Woke up to a denim duvet cover this morning... why r guys so tacky?
i was so drunk i stopped mid-blowjob to make sure he i was with my boyfriend and not some random. twice.
just looked at his mug shot... not really my type
just saw a guy driving a atv down the highway in a tux.... only in Iowa...
Restaurants Roasting People Who Gave Them Negative Yelp Reviews (25 Pics)
this is worse than the time i threw up a condom.
Dont worry about getting me anything... Just put a bow on your ass.
Deal.
He sent me a recycled dick pic! He could at least use one without sunlight in it, considering it's 10pm
cops woke me up on the sidewalk and asked where my shoes are.. fuck if i know, im sleeping on the sidewalk! actually i didnt say that, i just cried until they gave me a ride home.
All of my exes are either overweight and neckbearded or dead.
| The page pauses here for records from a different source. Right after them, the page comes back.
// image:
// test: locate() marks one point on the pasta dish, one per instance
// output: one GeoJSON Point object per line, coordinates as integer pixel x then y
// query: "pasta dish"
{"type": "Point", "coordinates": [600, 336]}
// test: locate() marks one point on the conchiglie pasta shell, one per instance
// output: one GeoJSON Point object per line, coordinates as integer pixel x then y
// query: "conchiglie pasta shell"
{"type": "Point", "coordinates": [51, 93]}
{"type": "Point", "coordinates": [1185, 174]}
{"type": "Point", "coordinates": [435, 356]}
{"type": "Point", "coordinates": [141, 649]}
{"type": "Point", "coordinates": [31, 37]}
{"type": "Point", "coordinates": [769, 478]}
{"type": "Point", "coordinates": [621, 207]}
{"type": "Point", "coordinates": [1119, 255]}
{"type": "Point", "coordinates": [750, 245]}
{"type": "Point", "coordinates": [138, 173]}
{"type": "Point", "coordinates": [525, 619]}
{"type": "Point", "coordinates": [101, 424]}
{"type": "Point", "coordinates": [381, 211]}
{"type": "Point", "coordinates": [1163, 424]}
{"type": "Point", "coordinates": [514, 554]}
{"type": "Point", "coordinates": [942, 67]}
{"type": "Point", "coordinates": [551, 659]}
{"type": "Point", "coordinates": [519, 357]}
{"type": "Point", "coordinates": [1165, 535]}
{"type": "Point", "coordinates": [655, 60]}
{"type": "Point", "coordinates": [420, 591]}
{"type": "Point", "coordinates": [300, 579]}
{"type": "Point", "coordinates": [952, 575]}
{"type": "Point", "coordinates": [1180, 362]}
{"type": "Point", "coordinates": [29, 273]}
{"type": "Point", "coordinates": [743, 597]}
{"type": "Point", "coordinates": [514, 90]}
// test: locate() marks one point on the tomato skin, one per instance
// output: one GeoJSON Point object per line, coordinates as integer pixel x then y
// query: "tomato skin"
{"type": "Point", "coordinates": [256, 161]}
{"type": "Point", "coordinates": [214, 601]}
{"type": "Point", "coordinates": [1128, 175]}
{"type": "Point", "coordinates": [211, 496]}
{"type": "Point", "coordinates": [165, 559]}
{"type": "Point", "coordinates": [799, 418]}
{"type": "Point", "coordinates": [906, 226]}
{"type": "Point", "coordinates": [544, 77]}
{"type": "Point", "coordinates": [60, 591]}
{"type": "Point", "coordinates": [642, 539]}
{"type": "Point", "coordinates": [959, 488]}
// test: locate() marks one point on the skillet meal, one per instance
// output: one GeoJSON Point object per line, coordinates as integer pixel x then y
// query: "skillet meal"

Someone out there is looking out for me.
Woman Posts Harassing DMs From Creep Online, Now He’s Upset Because People Told His Mom
I hooked up with Spider-Man on the hood of Santas car. I kept saying that he could shoot his web at me. Also I found Waldo. Overall good night.
I just started the bonfire using a tampon. Who knew they could have multiple uses?
my brother has friends over and I can hear one of them screaming from the basement "BREATHE. FILL YOUR LUNGS. LIVE YOUR LIFE." and it sounds like he's doing some motivational speaking down there but that's actually just how he encourages ppl to take bong hits
Should I give the penis ring toss game to good will or garbage
You really need to stop getting injured so often it's really starting to negatively impact my sex life. Oh and get well soon. . . no seriously though hurry the fuck up.
let me just take this time to thank you again for buying pudding.